Swami Nanda lights the candles. ‘This is Parvati. She is the goddess of love, power and renewal. Parvati is the wife of one of the most worshipped of all Hindu Gods, Lord Shiva. We will call upon her today to help us and to guide you in opening up your heart chakra while we meditate together.’
I watch as she takes a small bowl and carefully pours rose essential oil into it while stirring it with a sprig of hawthorn. It looks like she’s mixing a magic spell and I have no doubt that there are things going on here – in this supernatural setting – that are beyond my understanding.
She chooses some rocks from an ornate box laid at Parvati’s feet. Rose quartz and green malachite and pink rhodonite. She lays them out on the mandap. Then she turns and gently lays a piece of green silk fabric over my shoulders. She anoints me with the rose oil and then we chant about opening my heart and feeling free and being forgiving of myself and others.
We practice slow yoga together focussing on Urdhva Mukha Svanasana or Upward Facing Dog and Setu Bandha Sarvangasana or Bridge Pose to open the Anahata heart chakra and to release pain and fear. Swami Nanda continues to chant with great emphasis on the Sanskrit words and I soon join in. The rhythmic sound we make together is exactly like the sound of a beating heart.
Lam vam ram, lam vam ram, lam vam yam.
I try hard to imagine my heart opening and divine energy whirling through my chakra.

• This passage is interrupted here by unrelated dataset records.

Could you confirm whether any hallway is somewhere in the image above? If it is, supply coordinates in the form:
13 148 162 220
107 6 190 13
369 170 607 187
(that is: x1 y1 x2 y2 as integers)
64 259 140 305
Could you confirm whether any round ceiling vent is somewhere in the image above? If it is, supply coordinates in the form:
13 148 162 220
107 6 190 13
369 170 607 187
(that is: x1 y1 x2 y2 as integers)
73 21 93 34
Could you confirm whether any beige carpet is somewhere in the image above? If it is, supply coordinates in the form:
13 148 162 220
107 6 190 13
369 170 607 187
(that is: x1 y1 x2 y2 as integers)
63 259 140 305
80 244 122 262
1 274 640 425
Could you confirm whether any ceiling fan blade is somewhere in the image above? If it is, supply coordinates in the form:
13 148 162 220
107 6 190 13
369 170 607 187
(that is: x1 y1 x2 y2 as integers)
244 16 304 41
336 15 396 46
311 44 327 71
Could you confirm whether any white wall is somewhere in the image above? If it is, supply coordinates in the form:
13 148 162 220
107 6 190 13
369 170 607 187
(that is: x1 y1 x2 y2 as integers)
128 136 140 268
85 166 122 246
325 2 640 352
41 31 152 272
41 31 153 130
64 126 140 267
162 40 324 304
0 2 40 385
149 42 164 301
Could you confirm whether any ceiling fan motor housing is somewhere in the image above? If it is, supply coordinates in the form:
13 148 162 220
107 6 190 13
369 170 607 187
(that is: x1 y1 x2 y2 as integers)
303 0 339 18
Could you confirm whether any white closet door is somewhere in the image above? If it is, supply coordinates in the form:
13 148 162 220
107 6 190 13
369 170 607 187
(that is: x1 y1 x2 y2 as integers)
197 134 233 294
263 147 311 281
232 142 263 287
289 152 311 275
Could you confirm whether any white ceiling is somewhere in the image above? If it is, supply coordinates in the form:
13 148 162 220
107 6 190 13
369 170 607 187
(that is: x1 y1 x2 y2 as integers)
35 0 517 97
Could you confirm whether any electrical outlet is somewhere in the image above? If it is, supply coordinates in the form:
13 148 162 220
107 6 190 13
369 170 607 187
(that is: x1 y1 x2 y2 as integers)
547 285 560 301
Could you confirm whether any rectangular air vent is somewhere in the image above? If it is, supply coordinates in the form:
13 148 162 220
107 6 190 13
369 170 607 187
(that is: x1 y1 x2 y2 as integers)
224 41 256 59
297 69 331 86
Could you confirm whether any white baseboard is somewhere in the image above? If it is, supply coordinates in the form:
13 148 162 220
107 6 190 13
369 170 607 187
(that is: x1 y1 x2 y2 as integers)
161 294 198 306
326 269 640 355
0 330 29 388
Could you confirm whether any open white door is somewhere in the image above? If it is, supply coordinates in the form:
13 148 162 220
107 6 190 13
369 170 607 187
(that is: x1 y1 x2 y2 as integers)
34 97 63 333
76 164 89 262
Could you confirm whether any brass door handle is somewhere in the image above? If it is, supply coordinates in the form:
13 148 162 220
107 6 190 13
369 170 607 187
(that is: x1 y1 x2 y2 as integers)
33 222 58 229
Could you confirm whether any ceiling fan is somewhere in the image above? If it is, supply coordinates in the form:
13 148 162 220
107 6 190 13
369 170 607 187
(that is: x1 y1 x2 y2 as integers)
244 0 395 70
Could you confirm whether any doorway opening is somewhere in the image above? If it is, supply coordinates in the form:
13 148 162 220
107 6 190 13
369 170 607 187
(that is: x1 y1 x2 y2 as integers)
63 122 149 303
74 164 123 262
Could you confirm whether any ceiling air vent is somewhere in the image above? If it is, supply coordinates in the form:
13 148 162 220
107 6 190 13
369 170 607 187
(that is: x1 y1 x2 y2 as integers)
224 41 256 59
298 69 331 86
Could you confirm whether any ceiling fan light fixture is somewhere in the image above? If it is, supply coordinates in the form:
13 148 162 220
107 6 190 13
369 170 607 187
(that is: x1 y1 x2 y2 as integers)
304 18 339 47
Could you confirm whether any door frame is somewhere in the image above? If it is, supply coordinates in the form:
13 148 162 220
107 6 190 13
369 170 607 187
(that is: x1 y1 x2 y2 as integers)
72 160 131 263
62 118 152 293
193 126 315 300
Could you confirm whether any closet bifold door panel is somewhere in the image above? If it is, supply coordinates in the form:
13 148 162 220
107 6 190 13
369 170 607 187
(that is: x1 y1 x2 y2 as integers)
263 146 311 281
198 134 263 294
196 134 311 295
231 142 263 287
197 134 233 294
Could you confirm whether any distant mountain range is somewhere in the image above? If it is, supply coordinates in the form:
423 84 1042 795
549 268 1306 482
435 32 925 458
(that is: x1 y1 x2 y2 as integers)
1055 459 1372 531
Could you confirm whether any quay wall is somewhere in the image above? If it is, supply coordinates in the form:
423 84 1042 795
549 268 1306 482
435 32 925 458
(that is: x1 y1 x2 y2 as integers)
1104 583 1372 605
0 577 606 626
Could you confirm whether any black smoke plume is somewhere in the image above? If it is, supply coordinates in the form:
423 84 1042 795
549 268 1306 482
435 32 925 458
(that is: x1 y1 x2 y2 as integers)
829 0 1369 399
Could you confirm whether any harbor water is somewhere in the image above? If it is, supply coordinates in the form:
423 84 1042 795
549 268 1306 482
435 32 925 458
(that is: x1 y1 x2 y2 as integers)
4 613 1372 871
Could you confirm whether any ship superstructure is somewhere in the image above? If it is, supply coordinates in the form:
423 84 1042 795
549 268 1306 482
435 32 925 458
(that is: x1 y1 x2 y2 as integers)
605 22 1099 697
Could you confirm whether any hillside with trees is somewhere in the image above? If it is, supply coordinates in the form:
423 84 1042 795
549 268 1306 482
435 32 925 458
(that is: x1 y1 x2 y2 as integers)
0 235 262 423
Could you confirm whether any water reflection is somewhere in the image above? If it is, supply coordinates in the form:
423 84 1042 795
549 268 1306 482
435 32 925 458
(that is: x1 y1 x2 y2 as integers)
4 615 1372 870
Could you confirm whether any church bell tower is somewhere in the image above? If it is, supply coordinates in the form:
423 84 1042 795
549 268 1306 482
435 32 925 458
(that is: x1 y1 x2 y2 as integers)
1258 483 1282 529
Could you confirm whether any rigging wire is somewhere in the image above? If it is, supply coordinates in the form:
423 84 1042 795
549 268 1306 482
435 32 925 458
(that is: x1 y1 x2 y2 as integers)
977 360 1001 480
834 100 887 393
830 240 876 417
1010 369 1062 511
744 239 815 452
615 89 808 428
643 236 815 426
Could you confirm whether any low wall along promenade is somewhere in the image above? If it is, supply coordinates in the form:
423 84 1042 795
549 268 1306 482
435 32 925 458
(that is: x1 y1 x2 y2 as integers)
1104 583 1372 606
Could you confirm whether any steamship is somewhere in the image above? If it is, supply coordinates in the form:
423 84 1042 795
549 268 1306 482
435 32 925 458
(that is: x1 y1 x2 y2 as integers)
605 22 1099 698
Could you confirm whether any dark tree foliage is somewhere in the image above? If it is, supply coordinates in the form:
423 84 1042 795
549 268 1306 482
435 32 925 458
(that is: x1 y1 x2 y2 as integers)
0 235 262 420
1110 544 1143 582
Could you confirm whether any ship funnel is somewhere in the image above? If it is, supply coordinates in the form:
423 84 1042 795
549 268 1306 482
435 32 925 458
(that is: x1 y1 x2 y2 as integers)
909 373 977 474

I close my eyes and inhale the aroma of the sweet rose essence, focusing on the sound of distant bells ringing out from the many hundreds of ashrams along the river. Then I allow my thoughts to drift back to my mother’s rose garden. I see myself sitting in sunshine on the immaculately clipped lawn and I watch her as she cuts roses for displaying inside the house.
The air is filled with their perfume. I breathe in and I breathe out again.
And, although I still feel a great depth of sadness within me, I also feel something else.
I feel lighter and uplifted somehow. I feel calmer. I feel much less fearful and far less angry.